Gleaning was a way for widows, orphans and sojourners in ancient Israel to retain their dignity by having to work hard for their own sustenance. It required that the reapers intentionally neglect some of the produce on the edges of their fields. This was a welfare system that God contextualized for ancient Israel’s agro-pastoral economy, but one could not assume that everyone upheld the practice, especially during the time of the judges (cf. Judg. 21:25; Ruth 2:9, 15, 22). This is why Ruth, who was a poor widow from Moab, politely makes a request to glean, and she hopes for a favorable answer from a generous landowner (Ruth 2:2, 7). While some ancient Near Eastern peoples would leave a portion of their crops unharvested as an offering to local fertility deities, the Israelites were to do so as an expression of loving their neighbor (Lev. 19:9-10, 18) and treating the vulnerable with justice (Deut. 24:17–25:19) in order that God may bless their work (Deut. 24:19).[1]

It’s important to add that Boaz, in Ruth 2, did not merely follow the letter of the law by doing some kind of “minimum requirement” for Bethlehem’s gleaners. Rather, he went above and beyond the covenant instructions (see especially Ruth 2:8-9, 12, 14-17, 21; etc.) by embodying God’s revealed character and deliberately pursuing trajectories for the widows that were rooted in the values of the Torah, even when it presented risks to his own profits, investments or reputation. Boaz’s Torah-filled approach to ethics not only blessed the formerly marginalized widows but also blessed Boaz’s fields, family and future (see Ruth 4). 

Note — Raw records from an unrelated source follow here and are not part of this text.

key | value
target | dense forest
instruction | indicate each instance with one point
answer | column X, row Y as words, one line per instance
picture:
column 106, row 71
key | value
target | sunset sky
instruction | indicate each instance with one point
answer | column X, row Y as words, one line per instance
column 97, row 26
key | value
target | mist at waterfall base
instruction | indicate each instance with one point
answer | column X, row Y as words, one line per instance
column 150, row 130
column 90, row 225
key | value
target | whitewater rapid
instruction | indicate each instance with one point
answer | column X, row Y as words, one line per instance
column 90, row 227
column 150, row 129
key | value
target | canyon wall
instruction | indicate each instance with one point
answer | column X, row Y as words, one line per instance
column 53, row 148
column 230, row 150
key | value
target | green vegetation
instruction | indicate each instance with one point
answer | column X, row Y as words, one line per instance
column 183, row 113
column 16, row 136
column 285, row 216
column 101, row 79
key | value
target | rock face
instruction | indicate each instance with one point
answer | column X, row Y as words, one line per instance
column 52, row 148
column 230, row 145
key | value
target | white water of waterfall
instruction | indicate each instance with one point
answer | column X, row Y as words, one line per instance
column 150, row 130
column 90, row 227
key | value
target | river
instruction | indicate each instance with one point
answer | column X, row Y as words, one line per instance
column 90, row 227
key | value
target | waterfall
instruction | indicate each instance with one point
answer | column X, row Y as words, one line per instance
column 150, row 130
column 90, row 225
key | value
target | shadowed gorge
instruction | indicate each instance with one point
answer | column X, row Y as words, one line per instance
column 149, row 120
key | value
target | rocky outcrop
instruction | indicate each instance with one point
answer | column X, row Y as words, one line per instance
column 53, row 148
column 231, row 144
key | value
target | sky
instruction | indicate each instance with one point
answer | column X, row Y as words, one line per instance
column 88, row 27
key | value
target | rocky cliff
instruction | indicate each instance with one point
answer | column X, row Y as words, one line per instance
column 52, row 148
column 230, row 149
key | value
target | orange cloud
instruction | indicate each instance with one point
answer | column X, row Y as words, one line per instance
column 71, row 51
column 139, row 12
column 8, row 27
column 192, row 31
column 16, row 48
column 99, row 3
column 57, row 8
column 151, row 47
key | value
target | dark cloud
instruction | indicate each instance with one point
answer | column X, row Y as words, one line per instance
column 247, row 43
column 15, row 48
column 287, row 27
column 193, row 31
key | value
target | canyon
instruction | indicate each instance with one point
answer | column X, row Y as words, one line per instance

Boaz’s heart and his hermeneutic can inspire us to explore regularly and creatively how to care for the marginalized around us and how to help them flourish in society. Whether we are business-owners who can create workspaces for the marginalized (like the examples offered above), we are homeowners who can offer our properties to needy tenants, or even if we are citizens who can help the homeless or migrants in our neighborhoods, we must choose to stay cognizant of the vulnerable people who are around us. We cannot practice gleaning today unless we are intentionally paying attention to the otherwise invisible people in our midst.  The key is to engage with them compassionately, bless them through words of encouragement, and invite them into our private, work, and community spaces where we can treat them as equals and dignify them with integrational initiatives (Boaz does all of these things in Ruth 2:8-9, 12, 14-17, 21).  

All of this may create some social discomfort for us through others’ expressed disapproval, and it may even cost us some capital and affect our bottom lines, but it is the kind of “torahful” living to which God calls us. We should not assume that the gleaning passages are calling us merely to charitable giving. It is too easy for many of us to give money/donations and feel like we can check off this “obligation” to the poor. The gleaning practices in the Torah were given to illustrate how Israelites can show love to their neighbors (including foreigners), and these same passages can inspire us by revealing deep principles for holistic engagement with others so that lives can be changed and societies can be transformed. 

Notes

[1] Paragraph adapted from K. C. Way, Judges and Ruth (Grand Rapids: Baker, 2016), pp. 194-195.